Et quand il aurait réussi à la joindre, elle lui dirait, elle-même :

« Grande sœur ne sait pas que je suis ici. Il n’est pas possible qu’elle vienne ici. »

Il aurait alors pensé que je n’étais pas partie bien loin, que peut-être je m’étais noyée, et avant tout, il m’aurait fait chercher dans la mer. Au moment opportun, Umé lui aurait téléphoné :

« Je dois vous avertir que votre femme est arrivée tout à l’heure. Je me suis absentée un instant et entre-temps un malheur terrible est arrivé. »

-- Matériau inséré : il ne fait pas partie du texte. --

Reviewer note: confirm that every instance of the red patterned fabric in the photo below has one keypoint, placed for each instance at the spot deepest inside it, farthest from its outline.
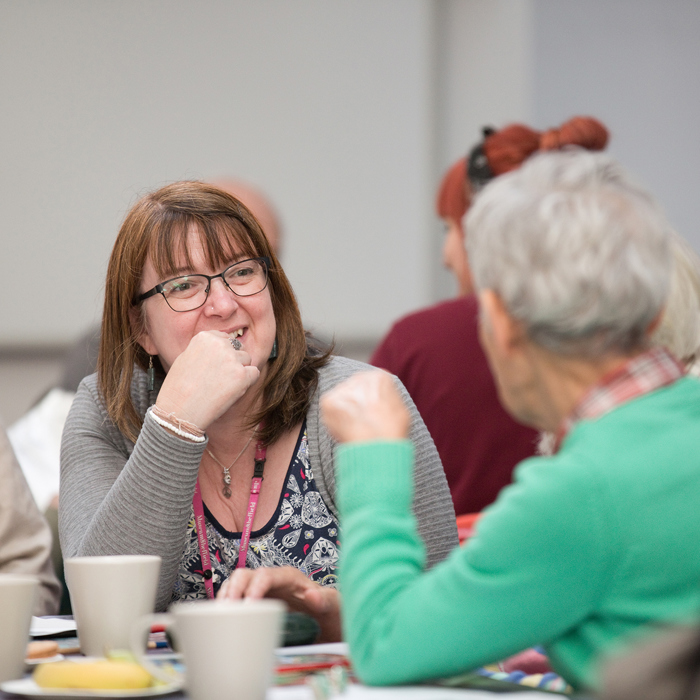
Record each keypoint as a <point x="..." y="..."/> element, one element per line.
<point x="644" y="373"/>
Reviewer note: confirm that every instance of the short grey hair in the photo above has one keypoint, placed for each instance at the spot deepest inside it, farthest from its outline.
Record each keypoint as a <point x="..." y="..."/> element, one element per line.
<point x="679" y="330"/>
<point x="576" y="251"/>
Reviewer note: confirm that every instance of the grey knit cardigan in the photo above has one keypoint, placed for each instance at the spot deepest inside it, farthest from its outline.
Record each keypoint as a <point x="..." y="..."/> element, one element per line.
<point x="118" y="497"/>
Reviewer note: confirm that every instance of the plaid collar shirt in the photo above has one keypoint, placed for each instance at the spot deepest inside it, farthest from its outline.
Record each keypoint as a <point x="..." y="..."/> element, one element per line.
<point x="643" y="374"/>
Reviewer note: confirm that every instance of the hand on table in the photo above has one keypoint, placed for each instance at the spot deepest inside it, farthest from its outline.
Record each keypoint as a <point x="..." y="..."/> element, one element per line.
<point x="294" y="588"/>
<point x="206" y="379"/>
<point x="365" y="407"/>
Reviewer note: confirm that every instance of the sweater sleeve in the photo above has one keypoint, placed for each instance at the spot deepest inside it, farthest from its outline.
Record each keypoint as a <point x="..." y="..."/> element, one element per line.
<point x="531" y="573"/>
<point x="120" y="498"/>
<point x="432" y="504"/>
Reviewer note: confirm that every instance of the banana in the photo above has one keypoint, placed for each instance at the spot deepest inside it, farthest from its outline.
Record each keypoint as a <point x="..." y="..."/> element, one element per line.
<point x="98" y="675"/>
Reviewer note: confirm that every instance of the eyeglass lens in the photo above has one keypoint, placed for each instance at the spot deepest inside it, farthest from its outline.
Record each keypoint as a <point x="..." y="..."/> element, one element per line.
<point x="190" y="291"/>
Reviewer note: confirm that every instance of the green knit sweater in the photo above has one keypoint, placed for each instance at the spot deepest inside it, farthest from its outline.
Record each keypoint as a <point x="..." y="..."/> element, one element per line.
<point x="582" y="551"/>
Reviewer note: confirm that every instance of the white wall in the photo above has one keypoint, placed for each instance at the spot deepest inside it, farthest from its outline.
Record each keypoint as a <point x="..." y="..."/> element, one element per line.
<point x="345" y="113"/>
<point x="324" y="105"/>
<point x="635" y="64"/>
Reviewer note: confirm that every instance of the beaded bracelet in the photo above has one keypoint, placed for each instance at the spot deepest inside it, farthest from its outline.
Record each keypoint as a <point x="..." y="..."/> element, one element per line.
<point x="175" y="425"/>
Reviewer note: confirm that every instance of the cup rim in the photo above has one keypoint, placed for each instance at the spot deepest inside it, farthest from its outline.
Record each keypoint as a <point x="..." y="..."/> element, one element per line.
<point x="217" y="607"/>
<point x="12" y="578"/>
<point x="112" y="559"/>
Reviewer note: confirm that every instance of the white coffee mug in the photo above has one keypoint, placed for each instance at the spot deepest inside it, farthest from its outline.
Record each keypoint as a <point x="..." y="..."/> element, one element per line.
<point x="17" y="598"/>
<point x="108" y="594"/>
<point x="228" y="646"/>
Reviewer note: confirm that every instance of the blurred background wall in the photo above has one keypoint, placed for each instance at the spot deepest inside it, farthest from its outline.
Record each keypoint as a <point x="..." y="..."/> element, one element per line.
<point x="345" y="114"/>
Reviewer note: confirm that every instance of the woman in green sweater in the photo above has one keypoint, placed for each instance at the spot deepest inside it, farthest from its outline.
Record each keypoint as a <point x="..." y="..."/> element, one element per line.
<point x="572" y="266"/>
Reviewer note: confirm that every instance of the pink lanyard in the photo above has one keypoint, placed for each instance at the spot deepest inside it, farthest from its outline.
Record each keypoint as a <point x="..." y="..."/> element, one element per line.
<point x="200" y="526"/>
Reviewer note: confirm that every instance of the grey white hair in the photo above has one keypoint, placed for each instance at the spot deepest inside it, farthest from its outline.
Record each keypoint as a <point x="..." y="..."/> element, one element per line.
<point x="679" y="330"/>
<point x="575" y="250"/>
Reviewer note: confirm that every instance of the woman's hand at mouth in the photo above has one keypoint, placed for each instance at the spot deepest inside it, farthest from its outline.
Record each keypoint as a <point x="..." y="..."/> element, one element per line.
<point x="206" y="379"/>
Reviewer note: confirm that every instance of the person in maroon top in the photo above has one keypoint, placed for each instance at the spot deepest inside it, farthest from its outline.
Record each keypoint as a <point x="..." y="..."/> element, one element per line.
<point x="436" y="353"/>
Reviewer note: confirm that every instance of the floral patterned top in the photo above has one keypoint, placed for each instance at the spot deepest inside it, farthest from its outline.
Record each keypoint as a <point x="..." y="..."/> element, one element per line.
<point x="302" y="533"/>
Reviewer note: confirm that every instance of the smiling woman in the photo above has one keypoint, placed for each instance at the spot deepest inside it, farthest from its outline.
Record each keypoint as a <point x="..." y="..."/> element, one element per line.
<point x="207" y="383"/>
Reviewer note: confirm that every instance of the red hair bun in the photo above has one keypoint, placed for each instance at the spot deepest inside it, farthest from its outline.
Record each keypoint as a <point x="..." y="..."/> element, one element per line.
<point x="507" y="149"/>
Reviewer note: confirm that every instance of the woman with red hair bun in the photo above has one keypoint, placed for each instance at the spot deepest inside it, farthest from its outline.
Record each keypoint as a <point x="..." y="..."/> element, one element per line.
<point x="436" y="353"/>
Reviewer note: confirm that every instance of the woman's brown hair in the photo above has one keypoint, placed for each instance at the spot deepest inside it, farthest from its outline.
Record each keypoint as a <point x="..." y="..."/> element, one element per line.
<point x="157" y="226"/>
<point x="507" y="150"/>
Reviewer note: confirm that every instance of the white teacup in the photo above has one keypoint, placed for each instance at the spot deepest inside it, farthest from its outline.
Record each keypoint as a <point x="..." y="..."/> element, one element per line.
<point x="17" y="598"/>
<point x="228" y="646"/>
<point x="108" y="594"/>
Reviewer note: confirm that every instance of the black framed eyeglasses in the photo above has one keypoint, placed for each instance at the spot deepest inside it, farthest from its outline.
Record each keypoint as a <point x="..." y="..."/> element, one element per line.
<point x="189" y="292"/>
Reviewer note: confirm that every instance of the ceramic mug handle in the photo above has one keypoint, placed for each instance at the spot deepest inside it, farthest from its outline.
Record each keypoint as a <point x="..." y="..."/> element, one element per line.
<point x="139" y="633"/>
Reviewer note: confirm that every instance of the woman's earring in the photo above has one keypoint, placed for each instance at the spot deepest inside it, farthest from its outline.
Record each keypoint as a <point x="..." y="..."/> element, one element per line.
<point x="151" y="374"/>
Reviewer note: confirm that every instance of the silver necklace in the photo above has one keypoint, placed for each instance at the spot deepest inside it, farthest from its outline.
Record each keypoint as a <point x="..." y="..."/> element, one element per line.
<point x="226" y="490"/>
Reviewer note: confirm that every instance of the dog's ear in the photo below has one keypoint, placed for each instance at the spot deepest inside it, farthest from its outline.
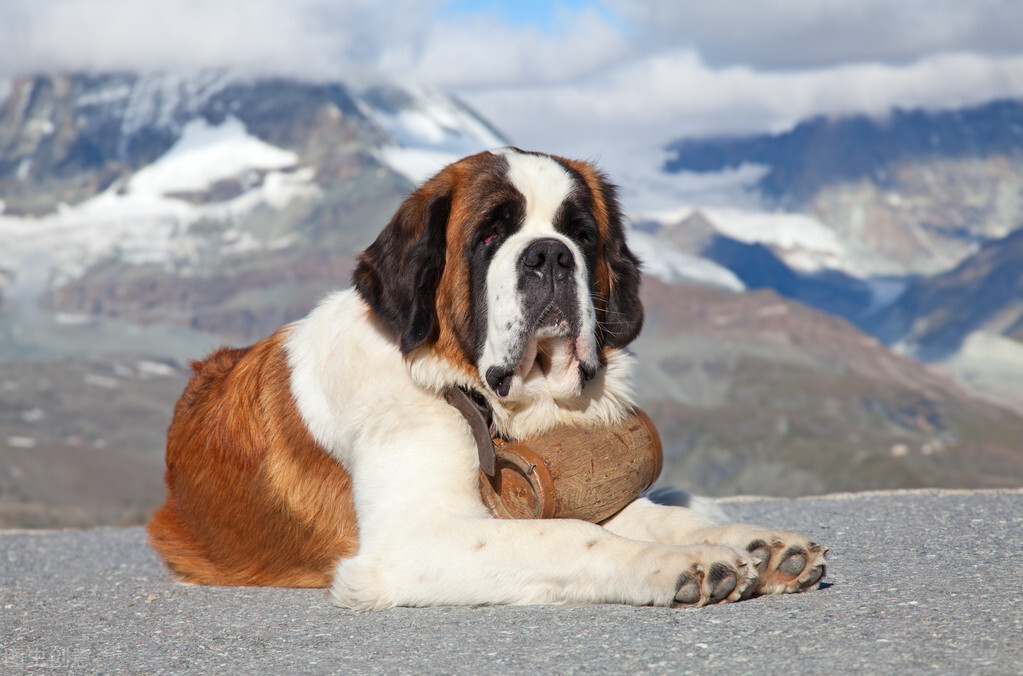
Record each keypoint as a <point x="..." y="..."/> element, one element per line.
<point x="398" y="274"/>
<point x="624" y="317"/>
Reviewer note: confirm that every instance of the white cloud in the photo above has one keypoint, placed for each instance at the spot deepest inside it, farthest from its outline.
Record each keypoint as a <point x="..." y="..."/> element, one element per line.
<point x="800" y="34"/>
<point x="585" y="85"/>
<point x="667" y="95"/>
<point x="318" y="38"/>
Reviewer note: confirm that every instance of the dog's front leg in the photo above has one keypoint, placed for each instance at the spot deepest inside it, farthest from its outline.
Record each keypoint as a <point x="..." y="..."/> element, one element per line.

Nous avons essayé de calculer le temps nécessaire à la réalisation de ce plan : une heure et demie, peut-être deux, pour que ma bonne s’en aperçût, une autre pour qu’elle avertît mon mari à Ôsaka, pour qu’il commençât les recherches par téléphone et revînt à la maison, une heure ou deux pour passer au peigne fin la plage et le voisinage, une heure et demie environ pour qu’il arrivât à Hamadera après le coup de fil d’Umé. Bref, nous aurions eu devant nous cinq ou six heures, ce qui était suffisant pour mener à bien nos préparatifs. Ça m’ennuyait pour Umé qui serait obligée d’accompagner la veille Mitsuko à Hamadera et qui, le jour fixé, devrait revenir à dix heures à Kôroen pour m’attendre sur la plage, restant s’il le fallait une heure ou deux en pleine canicule. Et peut-être en plus devrait-elle m’attendre en vain et revenir deux ou trois jours d’affilée. Mais Mitsuko m’a rassurée :

— Elle le fera sans problème. Elle adore ce genre d’intrigues.

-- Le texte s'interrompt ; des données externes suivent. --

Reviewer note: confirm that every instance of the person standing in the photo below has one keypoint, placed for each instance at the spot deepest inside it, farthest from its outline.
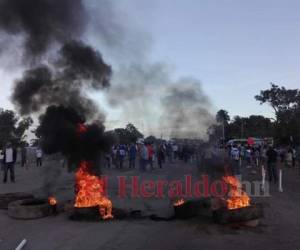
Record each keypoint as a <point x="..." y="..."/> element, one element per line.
<point x="38" y="155"/>
<point x="9" y="159"/>
<point x="143" y="154"/>
<point x="121" y="155"/>
<point x="235" y="156"/>
<point x="23" y="156"/>
<point x="272" y="164"/>
<point x="289" y="158"/>
<point x="132" y="155"/>
<point x="160" y="156"/>
<point x="150" y="155"/>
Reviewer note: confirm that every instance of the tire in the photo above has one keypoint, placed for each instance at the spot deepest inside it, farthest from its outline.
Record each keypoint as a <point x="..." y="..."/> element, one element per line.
<point x="29" y="209"/>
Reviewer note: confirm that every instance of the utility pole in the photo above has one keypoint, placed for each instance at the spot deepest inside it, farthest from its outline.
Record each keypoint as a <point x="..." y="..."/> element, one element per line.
<point x="242" y="130"/>
<point x="223" y="128"/>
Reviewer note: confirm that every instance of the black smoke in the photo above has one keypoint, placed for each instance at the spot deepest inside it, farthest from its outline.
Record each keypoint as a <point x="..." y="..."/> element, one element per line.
<point x="63" y="131"/>
<point x="60" y="71"/>
<point x="77" y="69"/>
<point x="42" y="22"/>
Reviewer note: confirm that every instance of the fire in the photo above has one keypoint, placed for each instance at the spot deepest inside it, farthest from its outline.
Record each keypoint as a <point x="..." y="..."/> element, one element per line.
<point x="179" y="202"/>
<point x="237" y="198"/>
<point x="90" y="191"/>
<point x="52" y="201"/>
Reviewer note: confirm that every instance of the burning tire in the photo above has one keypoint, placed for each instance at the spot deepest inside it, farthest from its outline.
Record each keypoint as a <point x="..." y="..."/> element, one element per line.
<point x="29" y="209"/>
<point x="244" y="214"/>
<point x="5" y="199"/>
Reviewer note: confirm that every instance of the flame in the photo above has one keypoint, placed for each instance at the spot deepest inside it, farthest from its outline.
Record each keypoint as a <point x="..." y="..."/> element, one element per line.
<point x="90" y="191"/>
<point x="179" y="202"/>
<point x="237" y="198"/>
<point x="52" y="201"/>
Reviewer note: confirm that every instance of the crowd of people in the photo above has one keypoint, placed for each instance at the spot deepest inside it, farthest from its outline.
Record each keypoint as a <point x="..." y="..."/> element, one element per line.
<point x="263" y="156"/>
<point x="147" y="155"/>
<point x="9" y="156"/>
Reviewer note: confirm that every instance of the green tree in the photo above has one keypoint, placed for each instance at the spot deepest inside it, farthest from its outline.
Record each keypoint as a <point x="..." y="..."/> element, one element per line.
<point x="128" y="135"/>
<point x="222" y="116"/>
<point x="13" y="128"/>
<point x="286" y="106"/>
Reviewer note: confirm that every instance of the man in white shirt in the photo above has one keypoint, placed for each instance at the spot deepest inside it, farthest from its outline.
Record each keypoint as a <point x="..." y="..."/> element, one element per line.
<point x="235" y="156"/>
<point x="39" y="155"/>
<point x="9" y="159"/>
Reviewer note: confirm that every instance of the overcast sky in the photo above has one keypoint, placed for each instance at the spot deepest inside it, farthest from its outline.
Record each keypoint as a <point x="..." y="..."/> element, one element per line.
<point x="234" y="47"/>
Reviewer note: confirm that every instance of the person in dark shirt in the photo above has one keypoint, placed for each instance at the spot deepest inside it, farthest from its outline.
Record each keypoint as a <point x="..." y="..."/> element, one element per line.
<point x="272" y="164"/>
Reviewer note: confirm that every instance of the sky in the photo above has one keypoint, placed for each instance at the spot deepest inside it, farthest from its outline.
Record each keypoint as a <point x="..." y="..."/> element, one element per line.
<point x="235" y="48"/>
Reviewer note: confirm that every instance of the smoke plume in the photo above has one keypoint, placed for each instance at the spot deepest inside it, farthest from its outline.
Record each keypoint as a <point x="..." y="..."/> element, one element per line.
<point x="77" y="68"/>
<point x="42" y="23"/>
<point x="62" y="69"/>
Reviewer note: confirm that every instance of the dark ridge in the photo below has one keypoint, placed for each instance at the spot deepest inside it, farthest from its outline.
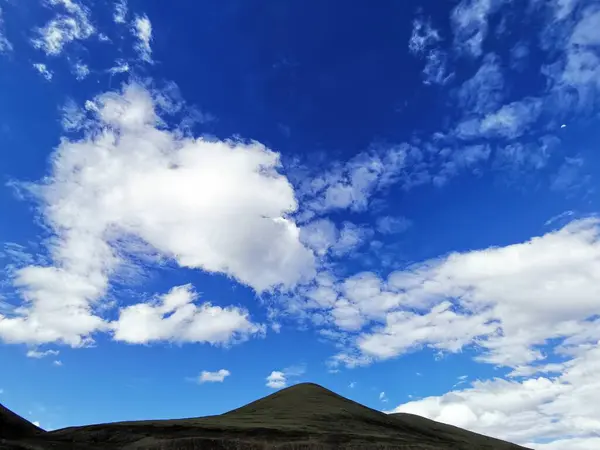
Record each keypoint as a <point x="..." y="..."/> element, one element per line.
<point x="13" y="426"/>
<point x="302" y="417"/>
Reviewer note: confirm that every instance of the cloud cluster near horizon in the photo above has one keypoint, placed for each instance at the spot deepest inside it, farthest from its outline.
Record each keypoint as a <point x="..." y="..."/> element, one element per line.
<point x="128" y="190"/>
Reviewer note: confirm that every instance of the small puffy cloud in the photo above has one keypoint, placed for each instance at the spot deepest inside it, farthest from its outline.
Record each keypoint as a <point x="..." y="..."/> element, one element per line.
<point x="485" y="90"/>
<point x="71" y="23"/>
<point x="80" y="70"/>
<point x="37" y="354"/>
<point x="423" y="37"/>
<point x="436" y="68"/>
<point x="393" y="225"/>
<point x="509" y="301"/>
<point x="280" y="378"/>
<point x="319" y="235"/>
<point x="423" y="43"/>
<point x="470" y="22"/>
<point x="350" y="238"/>
<point x="42" y="69"/>
<point x="569" y="176"/>
<point x="539" y="412"/>
<point x="213" y="377"/>
<point x="512" y="120"/>
<point x="175" y="317"/>
<point x="142" y="30"/>
<point x="120" y="11"/>
<point x="5" y="44"/>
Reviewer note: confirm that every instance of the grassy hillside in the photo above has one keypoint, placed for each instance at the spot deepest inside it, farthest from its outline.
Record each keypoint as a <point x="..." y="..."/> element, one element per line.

Nous avons tout réglé dans le détail pour que rien ne nous échappe et en nous quittant nous nous sommes souhaité « bonne chance ». Il était une heure de l’après-midi, quand Mitsuko est partie et elle avait failli croiser mon mari qui est rentré presque aussitôt après. Je pensais que nous avions eu de la chance de ne pas avoir choisi ce jour-là pour notre escapade.